What the Karpathy Loop is — and why it changes medical-device sales
Andrej Karpathy described AI training as a closed feedback loop where every example improves the model. Solara applies the same architecture to a sales network: every rep interaction trains the system that targets the next rep interaction. Here is how it works, and why it compounds.
Most field sales organizations treat the rep visit as a one-way push. The rep walks in with a script, makes a pitch, and walks out. Whatever happens next — adoption, stall, churn — feeds back into a CRM as a status flag, and that’s where it stops. The next rep’s pitch doesn’t change. The targeting model doesn’t update. The organization gets older but not smarter.
That’s the gap the Karpathy Loop closes.
Where the term comes from
Andrej Karpathy, in his work on neural networks, described AI training as a closed loop: the model produces an output, the output is evaluated against ground truth, and the error signal flows back into the next iteration of the model’s weights. The loop runs continuously, and every example seen by the system makes the next prediction sharper. The model isn’t a static asset — it’s a process.

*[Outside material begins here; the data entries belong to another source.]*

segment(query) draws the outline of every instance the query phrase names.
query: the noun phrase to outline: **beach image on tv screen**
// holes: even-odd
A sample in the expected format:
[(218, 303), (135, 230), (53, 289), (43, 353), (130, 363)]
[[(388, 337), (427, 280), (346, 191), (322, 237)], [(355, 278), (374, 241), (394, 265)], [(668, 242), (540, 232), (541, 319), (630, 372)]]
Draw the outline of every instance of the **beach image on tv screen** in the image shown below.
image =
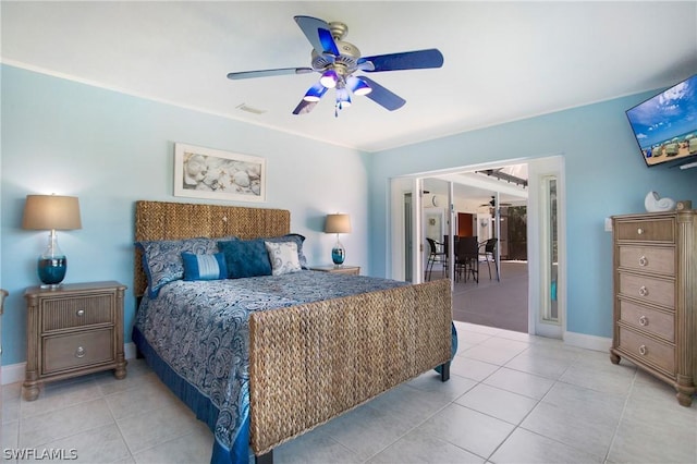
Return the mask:
[(697, 75), (627, 110), (647, 164), (697, 155)]

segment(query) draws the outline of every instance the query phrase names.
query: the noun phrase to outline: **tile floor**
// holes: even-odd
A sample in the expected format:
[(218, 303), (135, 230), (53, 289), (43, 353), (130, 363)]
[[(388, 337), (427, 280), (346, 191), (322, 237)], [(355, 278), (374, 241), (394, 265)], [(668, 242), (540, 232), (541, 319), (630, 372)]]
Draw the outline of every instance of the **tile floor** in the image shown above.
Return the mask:
[[(274, 452), (277, 463), (695, 463), (697, 402), (607, 353), (456, 322), (451, 380), (425, 374)], [(1, 447), (75, 449), (85, 463), (208, 463), (210, 431), (133, 359), (49, 383), (4, 386)], [(3, 455), (3, 459), (5, 456)], [(71, 461), (74, 462), (74, 461)]]

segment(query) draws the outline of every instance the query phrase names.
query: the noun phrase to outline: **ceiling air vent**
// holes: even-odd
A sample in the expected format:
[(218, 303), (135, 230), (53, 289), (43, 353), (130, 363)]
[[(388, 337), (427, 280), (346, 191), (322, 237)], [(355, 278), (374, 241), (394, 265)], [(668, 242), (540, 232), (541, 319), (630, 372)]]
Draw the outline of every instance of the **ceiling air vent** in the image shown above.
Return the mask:
[(247, 103), (240, 103), (236, 106), (236, 108), (253, 114), (264, 114), (266, 112), (266, 110), (260, 110), (258, 108), (249, 107)]

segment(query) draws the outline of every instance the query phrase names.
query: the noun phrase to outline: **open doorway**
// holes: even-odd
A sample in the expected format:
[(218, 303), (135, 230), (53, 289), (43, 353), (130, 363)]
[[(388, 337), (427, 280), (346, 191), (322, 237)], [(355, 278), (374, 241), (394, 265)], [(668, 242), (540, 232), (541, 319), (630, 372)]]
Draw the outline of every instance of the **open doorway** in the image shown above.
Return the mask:
[[(517, 161), (515, 164), (521, 163), (523, 162)], [(403, 195), (398, 197), (394, 195), (395, 192), (401, 190), (402, 193), (420, 193), (420, 195), (412, 198), (413, 216), (418, 215), (418, 220), (404, 223), (402, 221), (404, 216), (401, 218), (393, 217), (392, 230), (394, 232), (395, 230), (412, 229), (411, 240), (413, 241), (413, 246), (408, 249), (412, 252), (412, 258), (416, 255), (418, 256), (416, 259), (409, 259), (413, 277), (411, 280), (414, 282), (426, 280), (425, 270), (428, 262), (428, 248), (420, 243), (421, 241), (426, 243), (424, 227), (424, 218), (426, 216), (423, 213), (424, 210), (436, 208), (443, 211), (448, 232), (443, 234), (442, 244), (449, 243), (449, 234), (461, 235), (469, 233), (476, 235), (479, 242), (484, 242), (484, 240), (479, 239), (497, 239), (499, 246), (496, 251), (496, 259), (500, 265), (498, 270), (501, 280), (497, 279), (496, 268), (492, 262), (487, 262), (482, 259), (479, 261), (477, 281), (467, 279), (466, 282), (463, 282), (463, 280), (453, 282), (455, 319), (458, 319), (458, 303), (456, 302), (458, 289), (463, 289), (463, 293), (469, 292), (468, 295), (465, 294), (463, 296), (463, 310), (474, 308), (475, 304), (481, 304), (481, 314), (488, 318), (488, 320), (467, 321), (562, 338), (565, 325), (563, 300), (563, 282), (565, 279), (565, 267), (563, 266), (565, 249), (563, 243), (563, 159), (561, 157), (550, 157), (525, 160), (524, 163), (529, 172), (527, 186), (529, 195), (521, 195), (518, 188), (517, 195), (513, 194), (515, 197), (513, 199), (511, 198), (512, 185), (510, 184), (513, 183), (511, 179), (504, 180), (503, 183), (499, 179), (500, 183), (492, 186), (490, 179), (487, 182), (484, 180), (485, 175), (481, 172), (500, 172), (498, 170), (502, 166), (464, 167), (449, 172), (423, 173), (415, 174), (412, 178), (392, 180), (393, 211), (396, 204), (404, 208), (402, 203)], [(505, 176), (505, 172), (503, 172), (503, 176)], [(538, 188), (543, 186), (543, 179), (549, 179), (550, 176), (555, 180), (553, 185), (554, 208), (557, 209), (553, 216), (554, 221), (559, 222), (554, 223), (550, 223), (549, 215), (543, 210), (545, 208), (549, 209), (546, 206), (549, 205), (549, 198), (545, 197), (543, 192), (537, 192)], [(488, 199), (488, 202), (482, 200), (481, 196), (469, 199), (462, 197), (463, 187), (461, 187), (461, 183), (465, 178), (470, 178), (468, 181), (474, 182), (474, 185), (468, 187), (482, 191), (479, 193), (484, 194), (484, 198)], [(522, 176), (517, 178), (523, 179)], [(467, 200), (469, 206), (463, 206)], [(494, 204), (491, 204), (491, 202), (494, 202)], [(468, 232), (467, 228), (462, 228), (463, 221), (468, 227), (472, 225), (472, 232)], [(553, 229), (553, 234), (549, 233), (550, 228)], [(391, 236), (396, 239), (394, 233)], [(396, 239), (396, 242), (402, 240)], [(402, 245), (405, 244), (402, 243)], [(391, 249), (394, 251), (394, 246)], [(451, 255), (450, 259), (448, 259), (451, 267), (455, 262), (452, 249), (451, 244), (449, 249)], [(553, 251), (553, 253), (550, 254), (549, 251)], [(391, 256), (393, 278), (404, 276), (405, 257), (406, 255), (400, 257), (399, 254)], [(551, 269), (551, 272), (549, 269)], [(431, 278), (451, 277), (451, 279), (457, 279), (457, 274), (453, 273), (452, 269), (445, 272), (432, 272), (431, 276)], [(504, 285), (508, 285), (508, 288), (504, 288)], [(475, 291), (470, 292), (467, 286)], [(499, 297), (506, 300), (499, 301)], [(504, 315), (501, 320), (511, 319), (510, 315), (505, 316), (506, 310), (514, 309), (508, 307), (511, 302), (515, 303), (519, 308), (517, 309), (517, 315), (522, 322), (516, 328), (497, 322), (493, 320), (496, 318), (491, 317), (490, 308), (494, 305), (497, 308), (503, 309)], [(552, 314), (554, 317), (549, 317), (549, 310), (547, 315), (542, 314), (545, 308), (549, 308), (550, 305), (553, 307)]]

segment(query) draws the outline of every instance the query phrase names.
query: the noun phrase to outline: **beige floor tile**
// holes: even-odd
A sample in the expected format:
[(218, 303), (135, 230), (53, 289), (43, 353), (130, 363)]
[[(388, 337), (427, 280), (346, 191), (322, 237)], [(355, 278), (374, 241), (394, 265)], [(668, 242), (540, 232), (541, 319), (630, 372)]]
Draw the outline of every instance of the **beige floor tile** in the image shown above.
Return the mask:
[(481, 361), (484, 363), (496, 364), (497, 366), (503, 366), (519, 353), (521, 350), (518, 349), (491, 347), (485, 346), (484, 343), (479, 343), (477, 346), (473, 346), (464, 352), (462, 356)]
[(485, 460), (439, 438), (413, 431), (367, 462), (482, 464)]
[(144, 379), (137, 389), (110, 394), (106, 400), (117, 419), (182, 404), (155, 376)]
[[(440, 380), (435, 381), (440, 382)], [(452, 402), (453, 399), (450, 396), (450, 394), (443, 394), (439, 391), (423, 391), (408, 386), (400, 386), (382, 393), (368, 404), (371, 408), (416, 425)]]
[(212, 451), (212, 434), (195, 427), (189, 434), (134, 453), (136, 464), (208, 464)]
[(322, 426), (322, 432), (343, 444), (365, 461), (389, 447), (414, 427), (414, 423), (396, 414), (366, 404)]
[(508, 362), (505, 367), (557, 380), (566, 371), (571, 364), (571, 361), (543, 357), (525, 351)]
[(487, 377), (486, 384), (498, 387), (513, 393), (540, 400), (552, 388), (554, 381), (545, 377), (536, 376), (519, 370), (502, 367)]
[(557, 383), (521, 427), (603, 457), (623, 406), (623, 396)]
[(603, 371), (586, 365), (572, 365), (559, 378), (565, 383), (612, 394), (627, 394), (634, 382), (634, 369), (619, 367)]
[(487, 459), (514, 426), (458, 404), (451, 404), (419, 426), (418, 434), (438, 437)]
[(499, 370), (499, 366), (465, 356), (455, 356), (450, 364), (450, 374), (481, 381)]
[(319, 430), (313, 430), (281, 444), (273, 451), (273, 461), (284, 464), (356, 464), (363, 462), (356, 453)]
[(199, 423), (183, 403), (118, 419), (121, 434), (132, 453), (192, 434), (199, 424), (203, 423)]
[(591, 464), (602, 459), (559, 441), (518, 428), (497, 450), (490, 460), (497, 464)]
[[(432, 373), (432, 374), (431, 374)], [(423, 374), (419, 377), (406, 382), (408, 387), (416, 390), (430, 392), (452, 401), (477, 384), (475, 380), (466, 379), (460, 376), (450, 376), (450, 380), (443, 382), (440, 380), (440, 374), (431, 371)]]
[[(71, 455), (74, 452), (75, 460), (70, 460), (70, 462), (75, 463), (115, 463), (131, 457), (131, 452), (115, 424), (84, 430), (80, 434), (45, 443), (41, 448), (46, 450), (63, 450), (66, 453), (65, 455)], [(40, 461), (46, 462), (46, 460)]]
[(112, 423), (113, 417), (103, 399), (87, 401), (63, 410), (22, 417), (19, 445), (36, 448)]
[(68, 406), (101, 398), (101, 392), (91, 377), (48, 382), (34, 401), (22, 401), (22, 417), (46, 414)]
[(455, 403), (517, 425), (533, 411), (538, 401), (479, 383), (455, 400)]

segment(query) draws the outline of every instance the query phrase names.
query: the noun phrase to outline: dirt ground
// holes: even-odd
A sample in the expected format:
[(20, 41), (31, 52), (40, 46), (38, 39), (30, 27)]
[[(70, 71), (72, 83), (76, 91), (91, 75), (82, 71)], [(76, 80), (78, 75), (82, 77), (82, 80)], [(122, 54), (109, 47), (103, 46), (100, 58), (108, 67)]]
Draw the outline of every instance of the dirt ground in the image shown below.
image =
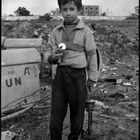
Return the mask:
[[(139, 21), (85, 21), (85, 23), (94, 31), (97, 47), (103, 57), (100, 80), (96, 83), (94, 91), (89, 93), (89, 98), (95, 100), (96, 103), (92, 112), (92, 132), (96, 136), (94, 139), (138, 140)], [(17, 22), (3, 23), (2, 35), (13, 38), (23, 37), (21, 24)], [(42, 30), (44, 24), (47, 26), (46, 32)], [(31, 21), (28, 24), (26, 22), (26, 27), (24, 26), (22, 31), (25, 37), (31, 37), (34, 30), (44, 37), (56, 24), (58, 24), (57, 21)], [(17, 28), (19, 25), (20, 28)], [(20, 36), (17, 35), (19, 31)], [(45, 39), (47, 42), (47, 38)], [(40, 78), (40, 85), (44, 88), (41, 90), (41, 100), (38, 102), (38, 106), (31, 108), (21, 116), (1, 122), (1, 132), (15, 132), (17, 134), (15, 140), (49, 139), (52, 80), (48, 71), (45, 71), (45, 67), (42, 73), (44, 76)], [(85, 111), (83, 129), (86, 131), (87, 127), (88, 112)], [(63, 140), (67, 140), (69, 128), (68, 109), (64, 121)]]

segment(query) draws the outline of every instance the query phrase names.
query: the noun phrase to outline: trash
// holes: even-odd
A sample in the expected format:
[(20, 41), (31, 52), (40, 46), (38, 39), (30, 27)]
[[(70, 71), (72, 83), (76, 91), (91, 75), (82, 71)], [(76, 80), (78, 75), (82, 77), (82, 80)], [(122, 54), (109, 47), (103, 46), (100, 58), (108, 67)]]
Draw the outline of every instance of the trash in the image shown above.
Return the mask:
[(125, 98), (125, 94), (123, 94), (121, 92), (116, 92), (114, 94), (109, 95), (109, 97), (112, 97), (112, 98)]
[(1, 140), (13, 140), (17, 134), (11, 131), (1, 132)]
[(130, 82), (127, 82), (127, 83), (123, 83), (124, 86), (131, 86), (131, 83)]

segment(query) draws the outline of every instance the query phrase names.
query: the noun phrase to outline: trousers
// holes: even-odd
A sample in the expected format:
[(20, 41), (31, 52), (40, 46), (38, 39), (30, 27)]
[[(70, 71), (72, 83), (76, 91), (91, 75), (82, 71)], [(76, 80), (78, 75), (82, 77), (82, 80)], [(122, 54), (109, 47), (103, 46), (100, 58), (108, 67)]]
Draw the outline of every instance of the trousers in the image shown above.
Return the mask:
[(52, 82), (50, 137), (62, 140), (63, 121), (70, 108), (68, 140), (78, 140), (84, 122), (87, 99), (85, 68), (58, 66)]

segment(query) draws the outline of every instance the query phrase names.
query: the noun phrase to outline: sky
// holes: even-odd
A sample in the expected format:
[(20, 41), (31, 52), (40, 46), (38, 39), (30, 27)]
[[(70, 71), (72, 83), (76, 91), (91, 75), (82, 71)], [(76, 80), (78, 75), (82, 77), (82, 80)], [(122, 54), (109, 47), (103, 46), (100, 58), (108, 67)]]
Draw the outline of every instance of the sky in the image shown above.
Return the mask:
[[(134, 13), (139, 0), (82, 0), (83, 5), (99, 5), (100, 13), (128, 16)], [(14, 14), (18, 7), (25, 7), (30, 14), (44, 15), (58, 8), (57, 0), (2, 0), (2, 16)]]

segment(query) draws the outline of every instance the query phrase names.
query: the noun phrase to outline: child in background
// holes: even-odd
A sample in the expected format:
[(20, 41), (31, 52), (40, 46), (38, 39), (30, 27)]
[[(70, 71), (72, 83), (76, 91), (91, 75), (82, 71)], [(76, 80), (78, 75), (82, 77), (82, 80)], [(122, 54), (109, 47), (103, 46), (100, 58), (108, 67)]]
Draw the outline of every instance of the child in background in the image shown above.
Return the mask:
[[(70, 107), (70, 134), (68, 140), (78, 140), (82, 131), (88, 90), (98, 78), (96, 45), (93, 32), (78, 14), (81, 0), (58, 0), (64, 20), (50, 34), (48, 45), (52, 53), (50, 64), (57, 64), (52, 83), (50, 118), (51, 140), (62, 140), (63, 121)], [(58, 45), (66, 49), (58, 54)], [(64, 46), (65, 46), (64, 45)]]

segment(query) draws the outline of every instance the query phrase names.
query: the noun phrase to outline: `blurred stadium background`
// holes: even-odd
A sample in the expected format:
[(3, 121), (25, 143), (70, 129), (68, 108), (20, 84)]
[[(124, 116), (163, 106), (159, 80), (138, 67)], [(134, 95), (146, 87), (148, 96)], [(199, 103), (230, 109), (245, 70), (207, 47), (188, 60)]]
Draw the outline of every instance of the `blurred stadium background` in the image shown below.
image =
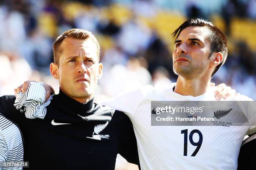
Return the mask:
[(171, 34), (194, 17), (213, 22), (228, 38), (228, 58), (212, 82), (256, 100), (256, 0), (0, 0), (0, 95), (27, 80), (58, 93), (51, 47), (74, 28), (92, 32), (101, 46), (97, 101), (175, 82)]

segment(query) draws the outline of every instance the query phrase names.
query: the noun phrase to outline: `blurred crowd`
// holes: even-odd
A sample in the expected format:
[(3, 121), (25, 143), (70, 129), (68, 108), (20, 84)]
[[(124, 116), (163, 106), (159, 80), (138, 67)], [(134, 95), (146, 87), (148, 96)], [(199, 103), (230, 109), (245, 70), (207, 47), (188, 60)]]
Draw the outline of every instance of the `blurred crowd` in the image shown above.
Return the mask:
[(212, 21), (226, 34), (229, 53), (212, 82), (225, 83), (256, 100), (256, 0), (0, 1), (0, 95), (27, 80), (51, 78), (52, 45), (65, 30), (95, 35), (103, 76), (96, 100), (146, 85), (175, 82), (172, 33), (187, 18)]

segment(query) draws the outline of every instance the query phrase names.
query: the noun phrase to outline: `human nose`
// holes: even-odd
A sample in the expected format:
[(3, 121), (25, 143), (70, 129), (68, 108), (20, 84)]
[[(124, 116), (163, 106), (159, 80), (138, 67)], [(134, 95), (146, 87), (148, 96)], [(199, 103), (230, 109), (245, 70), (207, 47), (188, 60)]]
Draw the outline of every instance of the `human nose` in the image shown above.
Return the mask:
[(184, 43), (181, 44), (177, 49), (177, 54), (183, 53), (187, 54), (187, 52), (186, 49), (185, 45)]
[(81, 62), (81, 63), (79, 65), (78, 72), (79, 73), (83, 73), (87, 72), (87, 68), (84, 62)]

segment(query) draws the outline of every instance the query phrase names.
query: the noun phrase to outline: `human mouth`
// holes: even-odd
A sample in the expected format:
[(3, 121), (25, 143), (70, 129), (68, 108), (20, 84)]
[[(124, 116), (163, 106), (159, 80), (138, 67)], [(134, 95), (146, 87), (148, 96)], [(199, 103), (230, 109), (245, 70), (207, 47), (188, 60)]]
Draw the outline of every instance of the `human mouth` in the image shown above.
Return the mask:
[(85, 78), (80, 78), (77, 80), (77, 82), (85, 82), (87, 81), (88, 80), (86, 79)]
[(188, 61), (188, 60), (186, 58), (179, 58), (176, 59), (175, 62), (182, 62), (185, 61)]

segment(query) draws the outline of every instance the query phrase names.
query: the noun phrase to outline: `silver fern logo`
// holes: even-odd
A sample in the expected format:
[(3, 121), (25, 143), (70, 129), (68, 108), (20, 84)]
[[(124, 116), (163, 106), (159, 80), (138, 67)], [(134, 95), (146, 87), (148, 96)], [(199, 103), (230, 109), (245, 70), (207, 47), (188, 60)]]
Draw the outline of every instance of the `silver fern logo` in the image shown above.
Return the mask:
[(221, 118), (227, 115), (229, 113), (230, 111), (232, 110), (232, 109), (233, 108), (231, 108), (231, 109), (226, 110), (219, 110), (216, 112), (214, 111), (214, 113), (213, 113), (214, 116), (213, 116), (212, 118), (216, 118), (218, 119), (220, 119)]
[[(107, 121), (105, 124), (99, 124), (94, 127), (94, 131), (92, 133), (92, 137), (86, 137), (90, 139), (96, 139), (97, 140), (101, 140), (102, 138), (109, 139), (109, 135), (100, 135), (99, 133), (102, 131), (108, 125), (108, 121)], [(94, 135), (96, 134), (97, 135)]]
[[(213, 116), (212, 118), (215, 118), (216, 119), (220, 120), (220, 118), (226, 116), (230, 113), (232, 109), (233, 108), (231, 108), (227, 110), (218, 110), (216, 111), (215, 111), (213, 113), (214, 116)], [(233, 125), (232, 122), (225, 121), (225, 120), (215, 120), (212, 121), (212, 122), (213, 123), (214, 126), (217, 126), (230, 127)]]

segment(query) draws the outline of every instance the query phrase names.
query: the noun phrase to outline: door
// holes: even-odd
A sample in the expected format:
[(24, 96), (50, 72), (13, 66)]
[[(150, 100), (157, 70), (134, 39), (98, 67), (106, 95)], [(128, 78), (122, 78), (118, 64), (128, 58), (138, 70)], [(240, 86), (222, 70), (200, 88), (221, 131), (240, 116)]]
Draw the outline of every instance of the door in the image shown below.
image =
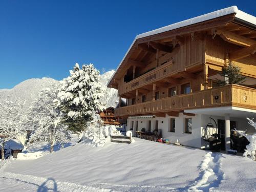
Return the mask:
[(148, 121), (148, 127), (147, 131), (149, 132), (151, 131), (151, 120)]
[[(236, 127), (236, 121), (230, 121), (230, 130)], [(225, 120), (222, 119), (218, 120), (218, 135), (221, 140), (221, 150), (226, 150), (225, 135)], [(232, 148), (232, 142), (230, 142), (230, 148)]]
[(155, 125), (155, 131), (157, 131), (158, 130), (158, 120), (156, 120), (156, 125)]
[(221, 140), (221, 150), (226, 150), (225, 142), (225, 120), (222, 119), (218, 120), (218, 135)]

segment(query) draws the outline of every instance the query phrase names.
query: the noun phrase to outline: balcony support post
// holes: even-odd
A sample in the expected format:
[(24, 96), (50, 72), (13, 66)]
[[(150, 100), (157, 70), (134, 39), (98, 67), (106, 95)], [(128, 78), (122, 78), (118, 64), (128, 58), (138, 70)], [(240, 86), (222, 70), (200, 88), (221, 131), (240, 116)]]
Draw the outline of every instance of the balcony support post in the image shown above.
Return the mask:
[(121, 102), (122, 102), (122, 100), (121, 99), (121, 96), (119, 96), (119, 103), (118, 103), (118, 107), (121, 108)]
[(139, 95), (139, 90), (136, 90), (136, 95), (135, 96), (135, 103), (138, 103), (138, 96)]
[(136, 70), (136, 66), (133, 66), (133, 79), (134, 79), (135, 78)]
[(159, 50), (157, 49), (157, 55), (156, 55), (156, 59), (157, 59), (157, 67), (159, 66)]
[(208, 65), (204, 65), (204, 89), (208, 89)]
[(225, 114), (225, 141), (226, 151), (230, 149), (230, 117), (229, 114)]
[(153, 94), (152, 95), (152, 100), (153, 101), (156, 100), (156, 83), (153, 83)]

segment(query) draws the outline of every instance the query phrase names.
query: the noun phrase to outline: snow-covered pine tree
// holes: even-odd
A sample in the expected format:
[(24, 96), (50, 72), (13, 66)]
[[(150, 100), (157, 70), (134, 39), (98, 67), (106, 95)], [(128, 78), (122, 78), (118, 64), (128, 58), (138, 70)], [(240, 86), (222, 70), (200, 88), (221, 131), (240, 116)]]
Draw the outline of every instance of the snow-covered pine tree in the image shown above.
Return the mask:
[(30, 119), (33, 119), (31, 124), (35, 126), (30, 142), (50, 144), (51, 153), (54, 145), (67, 142), (70, 138), (67, 125), (62, 122), (60, 110), (54, 102), (58, 93), (55, 86), (43, 89), (30, 111)]
[(5, 143), (11, 139), (16, 139), (24, 133), (24, 123), (27, 116), (24, 112), (25, 101), (8, 98), (0, 103), (0, 144), (2, 160), (4, 159)]
[(225, 68), (223, 68), (220, 75), (224, 78), (224, 80), (218, 80), (220, 86), (230, 84), (241, 84), (244, 82), (245, 77), (240, 75), (241, 68), (229, 63)]
[(70, 130), (81, 132), (86, 129), (93, 116), (104, 106), (100, 99), (103, 91), (99, 82), (99, 72), (93, 64), (76, 63), (70, 75), (63, 79), (58, 100), (64, 114), (63, 120)]

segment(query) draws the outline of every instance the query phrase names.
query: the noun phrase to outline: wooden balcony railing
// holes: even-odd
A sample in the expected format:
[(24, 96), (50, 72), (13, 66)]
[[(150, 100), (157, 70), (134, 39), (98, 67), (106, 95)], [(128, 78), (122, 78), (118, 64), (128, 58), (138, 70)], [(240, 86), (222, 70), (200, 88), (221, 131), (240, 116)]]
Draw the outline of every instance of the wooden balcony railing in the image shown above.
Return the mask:
[(127, 83), (124, 82), (119, 88), (119, 94), (129, 92), (135, 90), (139, 87), (149, 84), (152, 81), (157, 81), (169, 76), (171, 74), (176, 73), (178, 71), (174, 71), (172, 68), (172, 62), (165, 63), (157, 68), (146, 73), (141, 76), (134, 79)]
[(117, 108), (115, 110), (115, 115), (129, 116), (224, 106), (256, 110), (256, 89), (230, 84)]

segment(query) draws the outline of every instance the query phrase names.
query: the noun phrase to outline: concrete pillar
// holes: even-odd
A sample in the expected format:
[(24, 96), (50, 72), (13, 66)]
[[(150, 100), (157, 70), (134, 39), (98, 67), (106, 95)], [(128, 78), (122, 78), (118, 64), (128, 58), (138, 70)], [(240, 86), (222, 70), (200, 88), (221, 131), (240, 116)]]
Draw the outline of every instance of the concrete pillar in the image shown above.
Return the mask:
[(225, 140), (226, 151), (230, 149), (230, 120), (229, 114), (225, 114)]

Most software organizations treat their sales process as a static asset. Solara treats it as a process.
What the loop looks like in a sales network
Four components, strictly separated:
- The mutating file. The thing that changes between iterations: rep outreach scripts, email templates, call openers, objection handlers. The platform generates variants and deploys them to reps.
- The locked eval. Real-world physician conversion data — adopt, trial, stall, no-go. The eval is never edited by the system. It comes from the field, attached to the script variant the rep used.
- The direction. Human-written goals, segments, compliance constraints. Rules of the game. Decided by people, fed into the loop as a stable input.
- The reviewer. A separate evaluator (in our case, a model-driven one with human approval gates) that scores variants against direction and eval data, flags compliance issues, and recommends which variants to retire and which to scale.
Why the separation matters
This is the part most teams skip and the part that determines whether the loop works.
If the same agent that writes the scripts also evaluates them, the system over-rates its own work. If the eval data can be edited by the agent during a cycle, the eval drifts toward whatever the agent already wants to believe. If direction is implicit, the loop optimizes for whatever it can measure, not for what the business actually wants.
The discipline isn’t a UX preference. It’s the structural property that makes the loop trustworthy at scale.
What changes for the manufacturer
Three things, measurably:
- Targeting tightens. Physician-level outcome data flows into the next iteration of the targeting model. Reps walk into shorter lists of higher-likelihood adopters. CAC drops without rep headcount changing.
- Scripts compound. A variant that converted well in Texas wound clinics gets surfaced for Florida wound clinics in the next cycle. The best rep in the network effectively trains the others. The floor rises every quarter.
- Stall signals show up earlier. Adoption-state tracking — contacted, met, trialed, adopted, churned — runs in real time. Manufacturers see the problem in week six, not at end of quarter when the dashboard finally updates.
What the rep experiences
From the rep’s seat, the loop looks like a list. They open the platform in the morning and see a ranked list of physicians most likely to adopt this week, paired with the script variants that have been converting in their segment. They run the calls, log outcomes, and the list updates overnight.
The rep isn’t making the targeting choices anymore — the system is — but the system is trained on the entire network’s outcomes, not on the rep’s memory of which doctors return their calls.
Why this is hard for incumbents to copy
The Karpathy Loop only works when you have closed-loop telemetry. Most legacy distribution organizations don’t. Their conversion data lives in the manufacturer’s claims feed; their script variants live in a folder; their direction lives in a quarterly off-site whiteboard photo. The infrastructure to close the loop is the moat.
Solara was built loop-first. Every rep interaction creates the data that trains the system that targets the next rep interaction. Year-two reps walk in with a tighter conversation than year-one reps did. New manufacturers joining the network inherit the floor that prior manufacturers helped raise. The network doesn’t just scale — it compounds.
Where to go from here
If you’re a manufacturer evaluating distribution, the question to ask any potential partner is: show me your loop. Show me the eval. Show me the variant log. Show me the reviewer. If they can’t, the system isn’t learning — it’s just running.